5 Questions to Help Leaders Achieve Growth Amid Uncertainty
Even as business picks up in many places, the “new normal” will be dogged by uncertainty. Leaders are torn between the urge to act and the need for prudence in the face of uncertainty. How can businesses overcome their understandable reticence and reorient themselves for the future? The question is particularly acute as the old, tried-and-tested management frameworks that served them well in a more predictable world — scale, division of labor, focusing on the best use of internal resources, and so on — are inherently unsuited for a world of unexpected twists and turns. At the end of the day, you can’t forecast the unforecastable. So how can companies grow amid such uncertainty? The author presents five questions to help business leaders identify what actions they need to take to prepare themselves for a return to growth.
While the world is still deep in the throes of the Covid-19 pandemic, business leaders are busy repairing their operations, looking forward to a post-pandemic world. They frequently find themselves torn between two opposite poles: the urge to act and the need for prudence in the face of uncertainty.
Even as business picks up in many places, the “new normal” is one dogged by uncertainty. Poisoning the mix further is the fact that many businesses now find themselves strapped for cash following nearly two years of crisis management. Many companies slashed costs during the pandemic because it was one of the few tools they had at their disposal. But there’s a limit to how far you can shrink your way to greatness. If they have any spare money at all, most believe that it should be reserved for big-bet transformations, to get the business back on its feet. But a period of sustained uncertainty is hardly the best time for making bets.

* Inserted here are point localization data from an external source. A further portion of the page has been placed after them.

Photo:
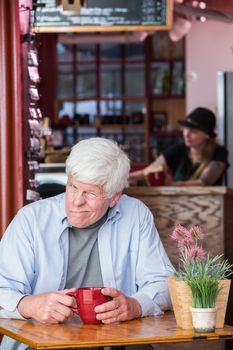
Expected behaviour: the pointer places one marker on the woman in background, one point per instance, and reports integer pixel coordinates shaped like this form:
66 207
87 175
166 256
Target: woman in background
198 161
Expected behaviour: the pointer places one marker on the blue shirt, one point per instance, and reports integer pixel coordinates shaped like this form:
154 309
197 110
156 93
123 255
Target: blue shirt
34 255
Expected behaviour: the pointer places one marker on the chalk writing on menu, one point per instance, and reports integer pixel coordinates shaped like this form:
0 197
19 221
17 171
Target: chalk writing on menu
104 13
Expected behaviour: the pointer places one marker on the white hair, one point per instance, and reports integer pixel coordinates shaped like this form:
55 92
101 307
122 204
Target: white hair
101 162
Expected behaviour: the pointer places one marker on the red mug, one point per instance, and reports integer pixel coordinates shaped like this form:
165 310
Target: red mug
87 299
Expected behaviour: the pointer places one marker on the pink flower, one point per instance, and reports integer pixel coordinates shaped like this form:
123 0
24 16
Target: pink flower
179 233
196 233
187 242
196 253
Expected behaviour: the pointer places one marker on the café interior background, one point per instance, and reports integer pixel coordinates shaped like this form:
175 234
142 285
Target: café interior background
207 49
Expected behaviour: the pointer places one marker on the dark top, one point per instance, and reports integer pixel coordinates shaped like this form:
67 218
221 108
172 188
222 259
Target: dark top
177 158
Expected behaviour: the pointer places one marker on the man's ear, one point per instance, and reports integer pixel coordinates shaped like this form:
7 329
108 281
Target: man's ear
115 199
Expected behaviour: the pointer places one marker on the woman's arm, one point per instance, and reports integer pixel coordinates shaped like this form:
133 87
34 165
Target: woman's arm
158 165
210 174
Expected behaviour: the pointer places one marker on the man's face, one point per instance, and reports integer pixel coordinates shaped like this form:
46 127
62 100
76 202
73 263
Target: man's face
86 203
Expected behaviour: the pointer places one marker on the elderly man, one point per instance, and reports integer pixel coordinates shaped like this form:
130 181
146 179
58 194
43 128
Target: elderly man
90 235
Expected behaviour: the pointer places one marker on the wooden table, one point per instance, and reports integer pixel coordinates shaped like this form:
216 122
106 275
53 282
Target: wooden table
148 330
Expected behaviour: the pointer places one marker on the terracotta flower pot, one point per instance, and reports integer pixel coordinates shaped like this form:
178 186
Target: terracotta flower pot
182 301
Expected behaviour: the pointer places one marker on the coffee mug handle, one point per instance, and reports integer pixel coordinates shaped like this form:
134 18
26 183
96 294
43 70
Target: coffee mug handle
74 309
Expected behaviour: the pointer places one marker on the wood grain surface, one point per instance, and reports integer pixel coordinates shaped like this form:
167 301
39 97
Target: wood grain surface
148 330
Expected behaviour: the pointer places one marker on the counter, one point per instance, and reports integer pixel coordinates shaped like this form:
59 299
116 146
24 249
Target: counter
208 207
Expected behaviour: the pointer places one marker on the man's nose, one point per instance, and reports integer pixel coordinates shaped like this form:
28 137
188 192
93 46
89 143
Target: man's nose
79 199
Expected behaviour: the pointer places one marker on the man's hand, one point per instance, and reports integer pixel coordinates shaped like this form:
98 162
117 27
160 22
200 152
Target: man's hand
120 308
50 308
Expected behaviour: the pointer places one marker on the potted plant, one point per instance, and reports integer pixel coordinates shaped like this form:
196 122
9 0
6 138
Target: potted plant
200 284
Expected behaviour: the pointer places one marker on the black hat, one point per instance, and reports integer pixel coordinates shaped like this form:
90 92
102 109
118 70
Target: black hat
202 119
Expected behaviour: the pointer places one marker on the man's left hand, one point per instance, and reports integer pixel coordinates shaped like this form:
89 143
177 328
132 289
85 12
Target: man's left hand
120 308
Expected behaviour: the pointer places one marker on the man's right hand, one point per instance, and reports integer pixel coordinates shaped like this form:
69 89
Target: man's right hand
49 308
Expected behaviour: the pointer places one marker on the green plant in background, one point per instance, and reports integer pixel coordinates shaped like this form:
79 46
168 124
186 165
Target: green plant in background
198 268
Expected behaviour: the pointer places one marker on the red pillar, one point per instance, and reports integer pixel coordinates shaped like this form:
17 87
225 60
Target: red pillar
11 144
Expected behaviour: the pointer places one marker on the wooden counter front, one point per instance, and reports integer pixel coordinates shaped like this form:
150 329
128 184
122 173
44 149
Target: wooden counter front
209 207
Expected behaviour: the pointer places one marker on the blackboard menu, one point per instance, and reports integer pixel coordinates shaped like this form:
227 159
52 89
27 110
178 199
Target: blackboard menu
103 15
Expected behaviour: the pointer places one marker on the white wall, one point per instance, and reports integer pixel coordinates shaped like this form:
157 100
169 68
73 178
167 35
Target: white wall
209 49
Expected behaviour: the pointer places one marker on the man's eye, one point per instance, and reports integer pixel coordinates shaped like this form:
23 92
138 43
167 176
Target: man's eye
72 187
91 194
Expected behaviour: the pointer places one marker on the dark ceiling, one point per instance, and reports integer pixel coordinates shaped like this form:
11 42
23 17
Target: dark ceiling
219 5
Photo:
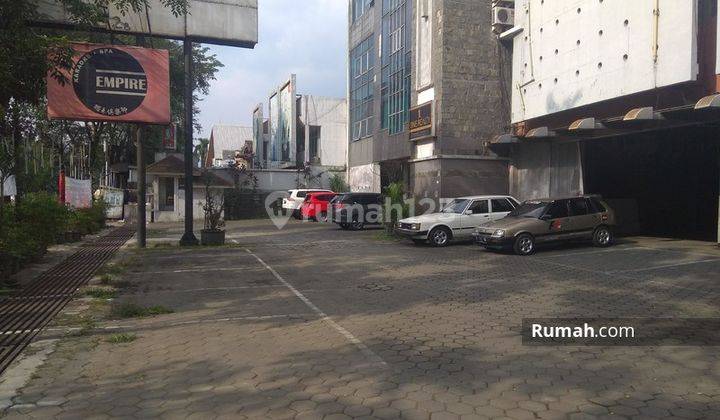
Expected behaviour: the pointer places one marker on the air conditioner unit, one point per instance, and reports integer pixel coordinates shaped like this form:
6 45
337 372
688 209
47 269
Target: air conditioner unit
504 16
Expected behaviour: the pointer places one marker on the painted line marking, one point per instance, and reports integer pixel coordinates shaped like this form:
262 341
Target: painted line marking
204 321
637 270
323 316
199 270
214 289
604 251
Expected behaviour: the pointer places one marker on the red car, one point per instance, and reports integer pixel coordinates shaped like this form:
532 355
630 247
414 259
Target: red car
315 206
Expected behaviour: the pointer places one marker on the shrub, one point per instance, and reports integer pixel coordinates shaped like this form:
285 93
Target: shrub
122 338
132 310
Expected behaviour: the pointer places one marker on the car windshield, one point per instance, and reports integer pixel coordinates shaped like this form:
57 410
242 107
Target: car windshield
456 206
530 209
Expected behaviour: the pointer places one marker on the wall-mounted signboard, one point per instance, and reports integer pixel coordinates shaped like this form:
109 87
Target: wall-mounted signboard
113 83
226 22
421 123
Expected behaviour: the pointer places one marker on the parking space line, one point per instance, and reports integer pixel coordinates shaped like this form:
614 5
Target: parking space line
323 316
604 251
198 270
637 270
214 289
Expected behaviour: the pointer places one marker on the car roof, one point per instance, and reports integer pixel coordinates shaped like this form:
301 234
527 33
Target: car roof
481 197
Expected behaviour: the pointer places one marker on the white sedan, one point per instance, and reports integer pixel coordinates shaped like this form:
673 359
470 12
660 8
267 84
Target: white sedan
458 220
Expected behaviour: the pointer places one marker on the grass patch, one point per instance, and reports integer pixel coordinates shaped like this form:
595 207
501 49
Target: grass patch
132 310
121 338
101 293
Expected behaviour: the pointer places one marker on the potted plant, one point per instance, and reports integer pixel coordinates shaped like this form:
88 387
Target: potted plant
212 233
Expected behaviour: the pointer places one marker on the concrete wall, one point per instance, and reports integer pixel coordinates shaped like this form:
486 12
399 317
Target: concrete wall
572 53
545 169
331 114
468 89
286 179
364 178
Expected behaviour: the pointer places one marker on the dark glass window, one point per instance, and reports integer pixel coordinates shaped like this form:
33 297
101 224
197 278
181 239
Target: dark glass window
362 63
359 7
396 57
480 207
579 207
558 210
502 205
596 206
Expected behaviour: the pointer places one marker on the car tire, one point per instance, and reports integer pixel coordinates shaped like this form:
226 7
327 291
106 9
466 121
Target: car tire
440 237
603 237
524 244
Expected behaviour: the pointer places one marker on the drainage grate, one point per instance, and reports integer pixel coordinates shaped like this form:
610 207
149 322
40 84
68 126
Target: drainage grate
376 287
24 314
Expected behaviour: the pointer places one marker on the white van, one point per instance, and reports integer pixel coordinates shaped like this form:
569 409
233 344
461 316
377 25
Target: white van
295 198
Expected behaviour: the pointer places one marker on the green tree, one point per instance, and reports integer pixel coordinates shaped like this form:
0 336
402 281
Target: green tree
28 54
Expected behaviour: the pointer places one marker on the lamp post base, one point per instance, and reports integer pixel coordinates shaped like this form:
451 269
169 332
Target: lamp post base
189 239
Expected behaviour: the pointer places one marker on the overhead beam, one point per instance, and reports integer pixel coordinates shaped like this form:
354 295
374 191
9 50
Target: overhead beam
541 132
585 124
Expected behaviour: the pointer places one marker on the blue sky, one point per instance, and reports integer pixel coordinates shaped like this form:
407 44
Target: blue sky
305 37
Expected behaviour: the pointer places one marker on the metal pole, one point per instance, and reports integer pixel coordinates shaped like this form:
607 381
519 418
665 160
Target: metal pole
188 238
141 219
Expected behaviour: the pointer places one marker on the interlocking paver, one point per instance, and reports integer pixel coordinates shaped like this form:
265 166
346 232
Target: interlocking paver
443 320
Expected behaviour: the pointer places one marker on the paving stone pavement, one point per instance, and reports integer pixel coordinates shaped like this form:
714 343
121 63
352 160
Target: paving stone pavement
345 325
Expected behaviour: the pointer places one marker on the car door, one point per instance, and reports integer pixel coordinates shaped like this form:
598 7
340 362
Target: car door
582 219
500 208
477 214
558 222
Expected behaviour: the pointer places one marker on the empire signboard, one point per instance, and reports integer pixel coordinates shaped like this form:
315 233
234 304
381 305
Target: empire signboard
421 123
113 83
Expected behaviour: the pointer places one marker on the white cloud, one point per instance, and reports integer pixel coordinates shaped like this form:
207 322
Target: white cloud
308 38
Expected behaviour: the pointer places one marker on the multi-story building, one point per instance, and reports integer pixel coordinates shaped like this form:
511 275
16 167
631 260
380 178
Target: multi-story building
618 98
300 129
425 97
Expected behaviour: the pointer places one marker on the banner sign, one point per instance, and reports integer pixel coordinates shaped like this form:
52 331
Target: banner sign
9 187
421 121
169 137
113 83
78 193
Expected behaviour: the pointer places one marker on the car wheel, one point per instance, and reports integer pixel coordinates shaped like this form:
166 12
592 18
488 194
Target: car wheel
603 237
357 225
440 237
524 244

How can businesses overcome their understandable reticence and reorient themselves for the future? The question is particularly acute as the old, tried-and-tested management frameworks that served them well in a more predictable world — scale, division of labor, focusing on the best use of internal resources, and so on — are inherently unsuited for a world of unexpected twists and turns. At the end of the day, you can’t forecast the unforecastable. So how can companies grow amid such uncertainty?
From Organizations to Ecosystems
My belief, based on my work supporting businesses through the pandemic, is that companies now need to re-think and re-gear before they can start to re-grow.
The re-think I have in mind is essentially a change of mindset from “economies of scale” to “economies of networking,” a distinction drawn back in 1998 by the economists Carl Shapiro and Hal R. Varian. In brief, this means that rather than fixating on how you manage your internal resources, you turn your attention to how you manage your networks and the full range of transactions that take place within them. Your focus turns outward rather than inward. The idea is that success is determined not by how well you leverage your existing capabilities, but how effectively you shape the surrounding ecosystem.
This re-think should be followed by a process of re-gearing by companies. That will mean taking action in a number of different areas. The five questions below can help business leaders identify where those areas lie and what actions they need to take to prepare themselves for a return to growth.
How can we harness the power of networks?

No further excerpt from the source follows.